Posterior cranial vault distraction osteogenesis (PVDO) has gained popularity as the initial intervention in patients with syndromic craniosynostosis. Patients may require secondary frontal orbital advancement (FOA) following PVDO, but little is known about the perioperative risks associated with this staged management. The purpose of this study is to compare the perioperative morbidity profile of secondary FOA (study) to that of primary FOA (control).
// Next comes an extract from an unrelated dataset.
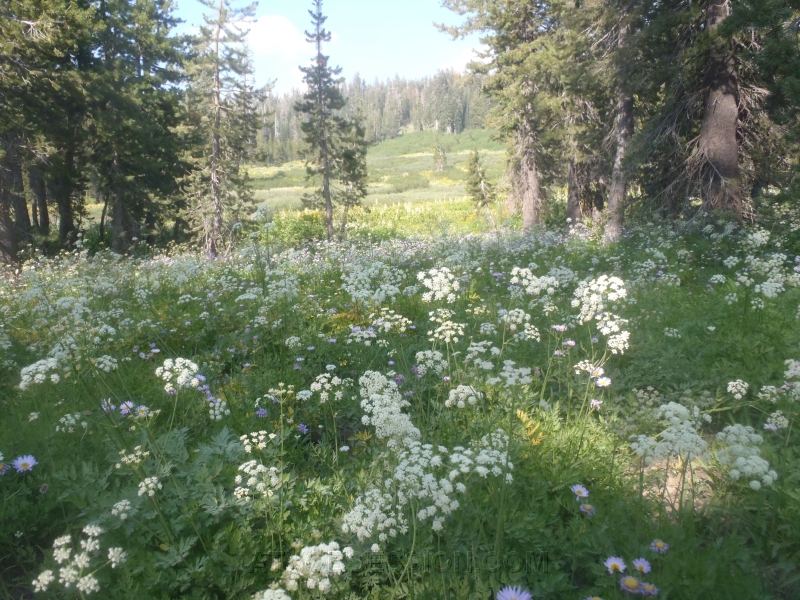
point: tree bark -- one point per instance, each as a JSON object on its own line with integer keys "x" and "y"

A retrospective review was conducted for patients with syndromic or complex craniosynostosis undergoing FOA between 2004 and 2017. Univariate and multivariate analysis of demographic and perioperative data were performed.
Forty-three subjects met inclusion criteria, 17 in the study cohort and 26 in the control cohort. The 2 cohorts were similar with regards to diagnosis and suture involvement, as well as weight-adjusted estimated blood loss, blood transfusion volume, and length of hospital stay (P > 0.050). Secondary FOA procedures required longer operating time (231 ± 58 versus 264 ± 62 min, P = 0.031) and anesthesia time (341 ± 60 versus 403 ± 56 min, P = 0.002). The secondary FOA cohort had a significantly greater proportion of procedures with difficult wound closure (19% versus 59%, P = 0.008). Two subjects in the study cohort developed a wound dehiscence, compared with 1 subject in the control cohort (P = 0.552). Frontal orbital advancement as a secondary procedure after PVDO was a predictor variable in multivariate analysis for wound difficulties (odds ratio 8.6, P = 0.038).
Syndromic and complex craniosynostosis may safely be managed with initial PVDO followed by FOA, with some increased wound closure difficulty.